Color please!! I love the B & W but I am imagining the color bursting and am itching to see it! So odd to thing of spring in october


----------



## Koru (Sep 25, 2006)

some more taken this morning. they're so beautiful so see. i just have to share them.
































































rosesm


----------



## Gator_Nutz (Sep 27, 2006)

Another beautiful set Karen. The dew drops really add to the images. Feels sort of frosty still even though your Spring is arriving. I hope we get a little cool weather here someday. I went out this morning and my lens fogged over about like these blooms because of the heat and humidity. (my camera was in the chilly cold air conditioned car) It took me a half hour to finally get some clear glass.


----------



## richg99 (Aug 21, 2004)

Very nice.. K... Let's see..it is coming onto Spring there now, right? Great pix and I hope you are, at least, printing some of them for your friends and relatives. regards, Rich


----------



## Koru (Sep 25, 2006)

it was very misty when i took that last lot. i was pleased with how they turned out.

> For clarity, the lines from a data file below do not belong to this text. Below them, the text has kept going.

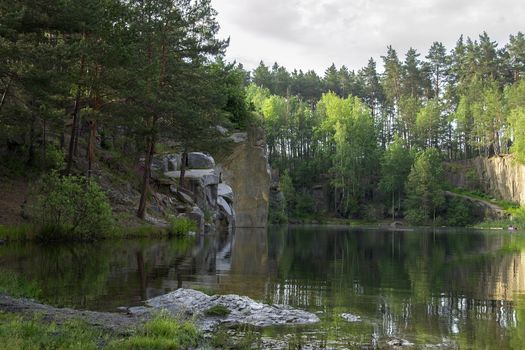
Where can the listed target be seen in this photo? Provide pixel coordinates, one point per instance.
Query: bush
(71, 208)
(182, 226)
(518, 217)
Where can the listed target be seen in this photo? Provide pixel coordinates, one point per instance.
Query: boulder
(247, 171)
(166, 162)
(225, 206)
(350, 317)
(241, 310)
(226, 192)
(200, 160)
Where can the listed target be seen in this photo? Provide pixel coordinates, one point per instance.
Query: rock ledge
(243, 310)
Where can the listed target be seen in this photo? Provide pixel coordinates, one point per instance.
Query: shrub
(71, 208)
(182, 226)
(518, 217)
(416, 216)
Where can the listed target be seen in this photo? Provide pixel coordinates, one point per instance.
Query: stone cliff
(246, 170)
(499, 176)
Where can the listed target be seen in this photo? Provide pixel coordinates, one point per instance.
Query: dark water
(455, 289)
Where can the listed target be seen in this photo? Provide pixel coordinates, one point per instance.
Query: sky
(313, 34)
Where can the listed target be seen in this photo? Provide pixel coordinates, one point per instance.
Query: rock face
(500, 176)
(482, 209)
(242, 310)
(200, 160)
(247, 171)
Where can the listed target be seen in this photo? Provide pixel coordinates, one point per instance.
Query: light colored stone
(242, 310)
(350, 317)
(225, 206)
(247, 171)
(200, 160)
(501, 176)
(225, 191)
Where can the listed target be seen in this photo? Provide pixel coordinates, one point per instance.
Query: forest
(110, 81)
(379, 135)
(92, 82)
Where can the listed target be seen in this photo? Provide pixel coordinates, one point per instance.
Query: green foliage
(17, 332)
(288, 190)
(162, 333)
(182, 226)
(395, 167)
(349, 124)
(71, 208)
(23, 232)
(425, 187)
(217, 310)
(518, 217)
(458, 213)
(517, 121)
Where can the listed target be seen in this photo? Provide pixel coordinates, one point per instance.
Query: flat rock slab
(242, 310)
(351, 317)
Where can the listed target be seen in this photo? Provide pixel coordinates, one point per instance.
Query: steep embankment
(499, 176)
(247, 171)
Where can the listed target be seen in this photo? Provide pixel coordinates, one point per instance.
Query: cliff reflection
(464, 286)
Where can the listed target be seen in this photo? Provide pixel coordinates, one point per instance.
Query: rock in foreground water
(241, 310)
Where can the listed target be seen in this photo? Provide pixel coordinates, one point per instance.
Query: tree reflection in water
(465, 286)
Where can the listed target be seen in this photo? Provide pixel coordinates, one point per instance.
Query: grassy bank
(29, 233)
(162, 332)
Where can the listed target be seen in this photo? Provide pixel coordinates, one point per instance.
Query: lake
(446, 289)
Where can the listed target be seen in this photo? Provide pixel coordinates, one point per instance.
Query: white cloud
(311, 34)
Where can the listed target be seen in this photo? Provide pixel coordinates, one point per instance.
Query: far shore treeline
(92, 83)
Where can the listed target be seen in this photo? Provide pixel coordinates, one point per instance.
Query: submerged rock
(242, 310)
(351, 317)
(399, 343)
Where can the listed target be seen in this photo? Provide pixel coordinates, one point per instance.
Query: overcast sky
(311, 34)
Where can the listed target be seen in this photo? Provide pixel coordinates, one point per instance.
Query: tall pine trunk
(75, 124)
(141, 212)
(183, 165)
(91, 145)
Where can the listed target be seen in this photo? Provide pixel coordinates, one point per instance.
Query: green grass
(29, 232)
(162, 333)
(19, 333)
(181, 226)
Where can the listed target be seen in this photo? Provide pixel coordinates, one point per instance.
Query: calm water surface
(452, 289)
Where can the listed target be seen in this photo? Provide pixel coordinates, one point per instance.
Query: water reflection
(468, 287)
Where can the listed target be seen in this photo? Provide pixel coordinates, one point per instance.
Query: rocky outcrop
(500, 176)
(238, 310)
(481, 209)
(247, 171)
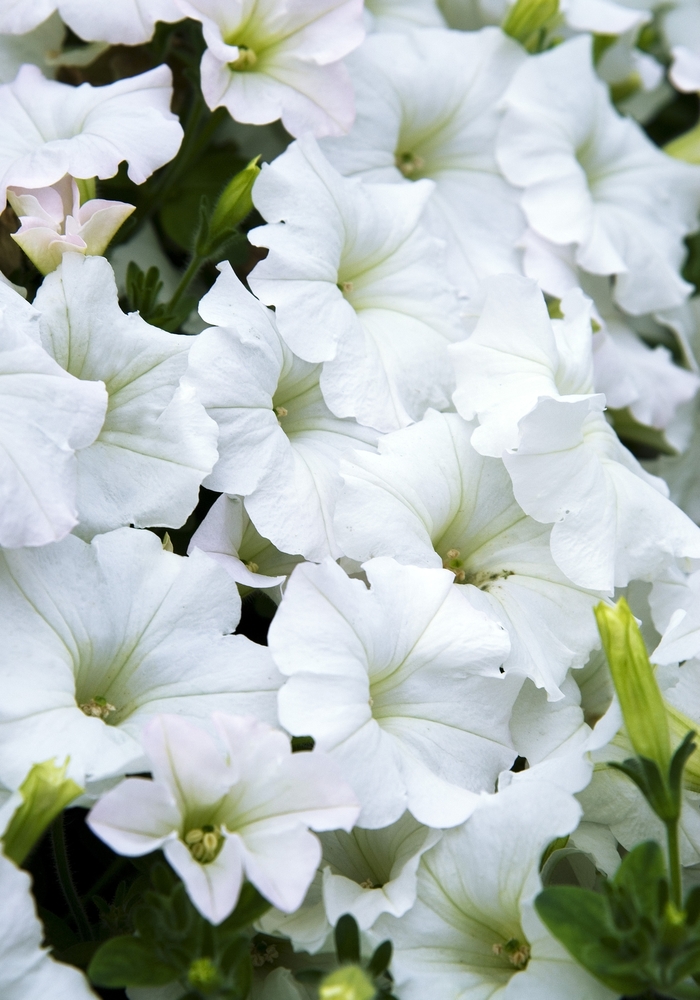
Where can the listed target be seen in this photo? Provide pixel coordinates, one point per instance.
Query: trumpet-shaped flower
(364, 873)
(530, 380)
(220, 817)
(402, 15)
(629, 371)
(98, 638)
(428, 106)
(592, 178)
(54, 222)
(279, 444)
(357, 284)
(473, 931)
(430, 499)
(267, 60)
(51, 129)
(229, 537)
(129, 22)
(27, 971)
(45, 415)
(157, 443)
(399, 683)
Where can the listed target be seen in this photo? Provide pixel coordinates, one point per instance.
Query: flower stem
(186, 280)
(674, 862)
(60, 854)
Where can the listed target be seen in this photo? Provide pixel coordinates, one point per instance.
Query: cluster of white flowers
(468, 285)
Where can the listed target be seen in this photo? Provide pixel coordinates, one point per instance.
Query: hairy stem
(60, 854)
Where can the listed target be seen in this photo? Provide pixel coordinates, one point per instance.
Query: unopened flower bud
(526, 20)
(235, 202)
(642, 706)
(46, 791)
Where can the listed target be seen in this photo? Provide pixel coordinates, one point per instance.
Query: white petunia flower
(591, 178)
(229, 537)
(530, 380)
(51, 129)
(685, 71)
(364, 873)
(266, 60)
(156, 444)
(428, 106)
(402, 15)
(357, 284)
(682, 472)
(473, 931)
(98, 638)
(54, 222)
(129, 22)
(220, 817)
(27, 971)
(45, 416)
(279, 444)
(400, 683)
(430, 499)
(626, 368)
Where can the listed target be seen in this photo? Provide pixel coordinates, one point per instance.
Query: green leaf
(381, 959)
(207, 177)
(580, 919)
(347, 939)
(128, 961)
(250, 907)
(639, 875)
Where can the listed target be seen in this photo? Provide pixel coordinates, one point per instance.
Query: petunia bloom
(394, 682)
(51, 129)
(593, 179)
(157, 443)
(54, 222)
(99, 638)
(220, 817)
(265, 60)
(428, 105)
(129, 22)
(530, 380)
(357, 284)
(46, 416)
(279, 444)
(473, 930)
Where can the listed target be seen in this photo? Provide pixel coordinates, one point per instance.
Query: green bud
(528, 21)
(686, 147)
(203, 975)
(347, 983)
(642, 706)
(87, 187)
(45, 794)
(235, 202)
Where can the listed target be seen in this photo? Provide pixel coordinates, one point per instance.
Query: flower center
(517, 952)
(409, 164)
(204, 842)
(97, 708)
(246, 59)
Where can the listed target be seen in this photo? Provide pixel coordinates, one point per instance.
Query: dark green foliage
(172, 942)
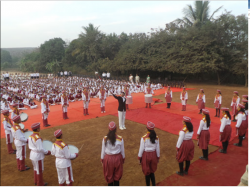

Rich, you've given me a wonderful idea. i am changing jobs in three weeks and have been trying to think up something that i can give each of the staff members in this job as a kind of leaving gift. i think i'll go and get some of these printed. thank you for the idea.

rosesm


----------



## Koru (Sep 25, 2006)

rosesm


----------



## Koru (Sep 25, 2006)

rosesm


----------



## Guest (Oct 14, 2007)

Maybe that photograph on a coaster project?

:rose:



Koru said:


> it was very misty when i took that last lot. i was pleased with how they turned out.
> 
> Rich, you've given me a wonderful idea. i am changing jobs in three weeks and have been trying to think up something that i can give each of the staff members in this job as a kind of leaving gift. i think i'll go and get some of these printed. thank you for the idea.
> 
> rosesm


----------



## Koru (Sep 25, 2006)

very good idea -JAW- thank you. 

here's another.










rosesm


----------



## richg99 (Aug 21, 2004)

Yep coaster.... it should be...Rich


----------



## Koru (Sep 25, 2006)

beautiful day today.





































rosesm


----------



## Koru (Sep 25, 2006)

three more




























rosesm


----------



## richg99 (Aug 21, 2004)

All good ... you sure you are still using that p&s?? ha ha Rich


----------



## grayfish (Jul 31, 2005)

Love the color pic Karen. Not so much the B&W. Could be my monitor but they look flat. Were they taken as B&W or were they altered color shots?


----------



## stargazer (May 24, 2004)

Karen, the second series is just beautiful.....Glad yall are on the way the spring, Thats my favorite time of the year, Everything is fresh and new.


----------



## Donnie Hayden (Mar 7, 2005)

Karen, Very nice shots as usual.


----------



## sandybottom (Jun 1, 2005)

This one is my favorite but I like them all. Awesome!


----------



## Koru (Sep 25, 2006)

grayfish said:


> Love the color pic Karen. Not so much the B&W. Could be my monitor but they look flat. Were they taken as B&W or were they altered color shots?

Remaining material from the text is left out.